I realize that this isn’t totally a phoenix/elixir question, but I am asking in the context of phoenix/elixir and the available libraries. This is out of my lane, but I am guessing some libraries use solid tech to solve the existing problem.
We have an app that is currently in production. In the end, it simply presents PDFs for clients to download. Each record has some metadata and some classifying data about the PDF.
There is a VERY rudimentary search; think LIKE %<term>% on a few data rows.
We want to expand this search ability to do something like:
Search more thoroughly across several columns.
Index the PDFs and search them too.
For example, the search for “a flock of blue herons” would yield results for records where indexed fields or text in indexed PDFs had text like the following:
Blue herons often flock on the edge of cliffs.
Herons are sometimes blue and often flock together.
A blue heron by himself is not a flock.
I am not looking for anything more than suggestions for existing elixir/phoenix libraries to use.
Have you taken a look at Postgres full text search? I keep meaning to in my application but I have not used it yet, though I used a similar feature in SQL Server many years ago. You can build a type of index that includes multiple columns, can do partial/fuzzy searches and it ranks results.

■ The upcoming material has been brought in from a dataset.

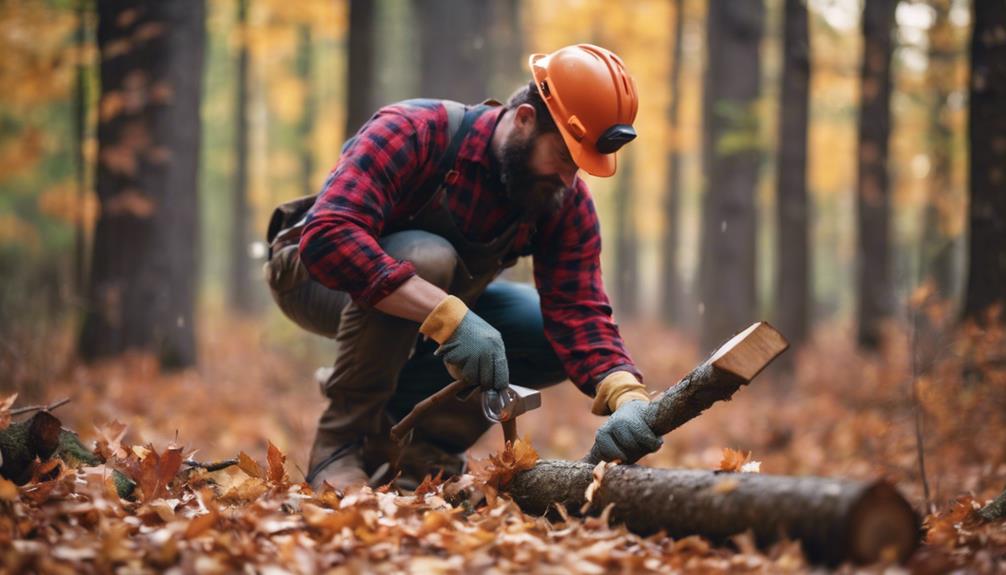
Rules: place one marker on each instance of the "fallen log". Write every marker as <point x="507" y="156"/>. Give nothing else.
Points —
<point x="731" y="366"/>
<point x="834" y="520"/>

This article seems decent: Understanding PostgreSQL Full Text Search: 10 Critical Aspects
I’m not sure about searching binary PDFs, you might have to extract text and store that to make it searchable by Postgres.
Few weeks ago I’ve had to try and find a way to refine a similarity search with Nordic names and it was a disaster.
It seems that it’s mostly tailored to English vocabulary – or I didn’t find a way to fine-tune it better for another language, which is also a legit possibility since I gave it like 10 minutes – and we had absurd situations where a looser similarity search skipped a result where the first 2 characters matched and a tighter similarity search included them back… while exactly the opposite happened with the first 3 characters.
Train wreck.
But again, let’s be fully objective: I was given a very short time to play with it so likely missed other possible knobs to turn.
I’ve also used it in a project, however as you said, the results sucked, you have mostly to write complete words for it to work. This was some years ago, and pg_trgm (or something similar) was the only option, however lately I saw that postgres added a lot more options, might be worth investigating.